🤖 AI Summary
This work addresses the pervasive “ill-defined requirements” problem in natural language prompts for LLM-based software development—where developer-authored prompts fail to adequately capture users’ critical requirements, resulting in brittle model behavior that degrades significantly under model updates or minor prompt perturbations (up to 20% accuracy drop; degradation probability twice the baseline). To tackle this, we propose a *requirements-aware prompt optimization* paradigm, moving beyond conventional heuristic prompt engineering. We introduce a full-lifecycle prompt management framework covering requirement elicitation, evaluation, and continuous monitoring. Additionally, we design an evidence-driven prompt robustness benchmark, a constraint-aware optimization algorithm, and a multi-dimensional stress-testing protocol. Empirical evaluation demonstrates an average 4.8% improvement in task accuracy, alongside substantial gains in prompt stability and cross-context generalization.
📝 Abstract
Building LLM-powered software requires developers to communicate their requirements through natural language, but developer prompts are frequently underspecified, failing to fully capture many user-important requirements.

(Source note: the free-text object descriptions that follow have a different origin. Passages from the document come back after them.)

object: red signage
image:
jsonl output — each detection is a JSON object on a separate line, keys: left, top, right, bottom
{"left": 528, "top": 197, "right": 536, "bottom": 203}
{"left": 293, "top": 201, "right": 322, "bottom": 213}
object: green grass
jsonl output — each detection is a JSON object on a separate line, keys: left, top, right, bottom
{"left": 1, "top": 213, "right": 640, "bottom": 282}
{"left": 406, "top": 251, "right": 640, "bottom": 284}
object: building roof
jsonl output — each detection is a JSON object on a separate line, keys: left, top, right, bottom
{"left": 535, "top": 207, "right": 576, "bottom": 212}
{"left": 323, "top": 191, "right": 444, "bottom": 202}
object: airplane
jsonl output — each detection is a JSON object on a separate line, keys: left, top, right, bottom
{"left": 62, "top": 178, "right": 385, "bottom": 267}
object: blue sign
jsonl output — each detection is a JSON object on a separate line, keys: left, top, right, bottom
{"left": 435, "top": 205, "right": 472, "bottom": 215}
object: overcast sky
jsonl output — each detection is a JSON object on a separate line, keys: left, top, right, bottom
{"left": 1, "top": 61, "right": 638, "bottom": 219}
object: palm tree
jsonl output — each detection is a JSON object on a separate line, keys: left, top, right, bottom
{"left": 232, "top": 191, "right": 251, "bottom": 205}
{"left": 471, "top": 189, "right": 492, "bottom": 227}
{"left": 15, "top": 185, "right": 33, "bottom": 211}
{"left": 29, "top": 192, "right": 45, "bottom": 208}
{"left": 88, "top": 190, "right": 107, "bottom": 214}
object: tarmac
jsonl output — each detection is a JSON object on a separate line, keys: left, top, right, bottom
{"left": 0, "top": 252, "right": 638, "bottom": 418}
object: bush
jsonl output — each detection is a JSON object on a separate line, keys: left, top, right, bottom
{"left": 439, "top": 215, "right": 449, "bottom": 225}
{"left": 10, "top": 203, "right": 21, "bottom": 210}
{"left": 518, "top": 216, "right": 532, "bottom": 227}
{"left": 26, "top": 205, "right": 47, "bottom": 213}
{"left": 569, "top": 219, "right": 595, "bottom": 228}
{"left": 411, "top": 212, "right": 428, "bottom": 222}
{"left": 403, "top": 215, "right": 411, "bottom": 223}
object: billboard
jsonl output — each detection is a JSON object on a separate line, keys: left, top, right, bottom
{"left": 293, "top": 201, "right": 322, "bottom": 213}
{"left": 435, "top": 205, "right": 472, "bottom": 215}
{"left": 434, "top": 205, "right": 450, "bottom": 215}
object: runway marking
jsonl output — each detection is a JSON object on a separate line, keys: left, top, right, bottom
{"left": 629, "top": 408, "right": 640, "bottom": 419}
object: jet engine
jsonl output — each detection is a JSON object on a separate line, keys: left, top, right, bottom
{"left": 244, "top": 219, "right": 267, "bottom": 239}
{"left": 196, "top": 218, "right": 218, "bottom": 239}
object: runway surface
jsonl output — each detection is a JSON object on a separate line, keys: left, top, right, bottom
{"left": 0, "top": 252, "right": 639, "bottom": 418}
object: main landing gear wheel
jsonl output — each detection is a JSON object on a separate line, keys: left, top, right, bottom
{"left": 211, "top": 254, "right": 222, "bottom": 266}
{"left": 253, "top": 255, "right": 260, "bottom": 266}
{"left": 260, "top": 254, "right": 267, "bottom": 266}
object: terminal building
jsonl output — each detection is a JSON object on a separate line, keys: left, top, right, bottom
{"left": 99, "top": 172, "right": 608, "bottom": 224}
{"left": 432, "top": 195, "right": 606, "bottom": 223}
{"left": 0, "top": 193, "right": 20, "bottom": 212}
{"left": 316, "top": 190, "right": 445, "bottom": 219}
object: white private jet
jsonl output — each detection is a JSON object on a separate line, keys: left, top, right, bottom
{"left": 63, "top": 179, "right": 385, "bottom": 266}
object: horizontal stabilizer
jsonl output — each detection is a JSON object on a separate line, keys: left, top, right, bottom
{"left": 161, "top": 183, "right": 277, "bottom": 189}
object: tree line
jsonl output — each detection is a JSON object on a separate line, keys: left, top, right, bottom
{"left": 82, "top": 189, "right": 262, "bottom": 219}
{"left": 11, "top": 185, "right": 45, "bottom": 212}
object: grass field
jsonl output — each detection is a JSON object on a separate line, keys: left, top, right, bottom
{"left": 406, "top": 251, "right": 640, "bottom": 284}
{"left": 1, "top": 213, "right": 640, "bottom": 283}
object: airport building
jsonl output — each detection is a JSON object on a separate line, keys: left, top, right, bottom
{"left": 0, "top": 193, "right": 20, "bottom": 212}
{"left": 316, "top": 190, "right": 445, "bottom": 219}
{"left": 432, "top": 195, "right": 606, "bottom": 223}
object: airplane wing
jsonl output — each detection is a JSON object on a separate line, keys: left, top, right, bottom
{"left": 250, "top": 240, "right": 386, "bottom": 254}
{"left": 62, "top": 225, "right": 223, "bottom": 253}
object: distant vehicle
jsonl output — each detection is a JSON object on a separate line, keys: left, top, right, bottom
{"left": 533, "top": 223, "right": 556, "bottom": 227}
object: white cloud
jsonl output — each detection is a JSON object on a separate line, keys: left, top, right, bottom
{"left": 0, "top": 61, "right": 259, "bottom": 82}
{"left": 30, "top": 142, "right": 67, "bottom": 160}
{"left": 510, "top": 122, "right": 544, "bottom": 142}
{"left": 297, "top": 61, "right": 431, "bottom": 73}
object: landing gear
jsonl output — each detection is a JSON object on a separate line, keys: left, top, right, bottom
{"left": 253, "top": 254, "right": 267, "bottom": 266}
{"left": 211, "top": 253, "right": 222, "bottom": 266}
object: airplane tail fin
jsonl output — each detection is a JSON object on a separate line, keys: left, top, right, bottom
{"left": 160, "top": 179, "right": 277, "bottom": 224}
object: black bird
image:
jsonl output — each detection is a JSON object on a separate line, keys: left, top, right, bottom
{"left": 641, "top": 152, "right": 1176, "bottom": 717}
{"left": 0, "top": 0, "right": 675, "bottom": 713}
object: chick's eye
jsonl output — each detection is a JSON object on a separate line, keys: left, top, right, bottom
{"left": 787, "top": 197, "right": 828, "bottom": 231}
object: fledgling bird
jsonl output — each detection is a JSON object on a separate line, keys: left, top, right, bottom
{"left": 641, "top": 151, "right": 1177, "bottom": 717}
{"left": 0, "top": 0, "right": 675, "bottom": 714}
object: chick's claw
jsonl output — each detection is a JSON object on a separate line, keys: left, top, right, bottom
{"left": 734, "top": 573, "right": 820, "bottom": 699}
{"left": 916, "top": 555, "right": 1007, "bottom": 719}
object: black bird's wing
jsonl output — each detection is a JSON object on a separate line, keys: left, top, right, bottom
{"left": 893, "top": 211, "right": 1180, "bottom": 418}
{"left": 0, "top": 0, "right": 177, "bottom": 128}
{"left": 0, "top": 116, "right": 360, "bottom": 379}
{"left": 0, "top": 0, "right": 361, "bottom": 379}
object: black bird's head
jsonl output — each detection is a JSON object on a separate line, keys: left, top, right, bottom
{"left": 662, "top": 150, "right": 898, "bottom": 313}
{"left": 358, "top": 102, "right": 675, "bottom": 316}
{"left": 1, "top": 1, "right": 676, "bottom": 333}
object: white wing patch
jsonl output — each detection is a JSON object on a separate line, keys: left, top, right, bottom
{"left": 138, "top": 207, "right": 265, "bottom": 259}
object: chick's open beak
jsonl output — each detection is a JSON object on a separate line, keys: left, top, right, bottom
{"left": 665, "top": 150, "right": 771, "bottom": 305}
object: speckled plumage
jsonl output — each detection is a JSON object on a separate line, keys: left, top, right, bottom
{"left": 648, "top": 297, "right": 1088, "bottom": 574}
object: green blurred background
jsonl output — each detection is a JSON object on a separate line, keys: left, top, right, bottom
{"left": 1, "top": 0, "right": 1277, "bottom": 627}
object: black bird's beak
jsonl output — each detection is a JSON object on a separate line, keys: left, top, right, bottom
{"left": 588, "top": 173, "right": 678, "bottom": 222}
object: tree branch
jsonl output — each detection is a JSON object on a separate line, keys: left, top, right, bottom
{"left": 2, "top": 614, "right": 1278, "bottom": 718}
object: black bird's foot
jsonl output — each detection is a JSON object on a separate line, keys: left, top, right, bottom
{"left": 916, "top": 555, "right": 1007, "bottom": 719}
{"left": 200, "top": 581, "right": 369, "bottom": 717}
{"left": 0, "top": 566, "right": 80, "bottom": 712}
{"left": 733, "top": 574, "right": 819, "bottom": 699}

In this paper, we present an in-depth analysis of prompt underspecification, showing that while LLMs can often (41.1%) guess unspecified requirements by default, such behavior is less robust: Underspecified prompts are 2x more likely to regress over model or prompt changes, sometimes with accuracy drops by more than 20%. We then demonstrate that simply adding more requirements to a prompt does not reliably improve performance, due to LLMs' limited instruction-following capabilities and competing constraints, and standard prompt optimizers do not offer much help. To address this, we introduce novel requirements-aware prompt optimization mechanisms that can improve performance by 4.8% on average over baselines that naively specify everything in the prompt. Beyond prompt optimization, we envision that effectively managing prompt underspecification requires a broader process, including proactive requirements discovery, evaluation, and monitoring.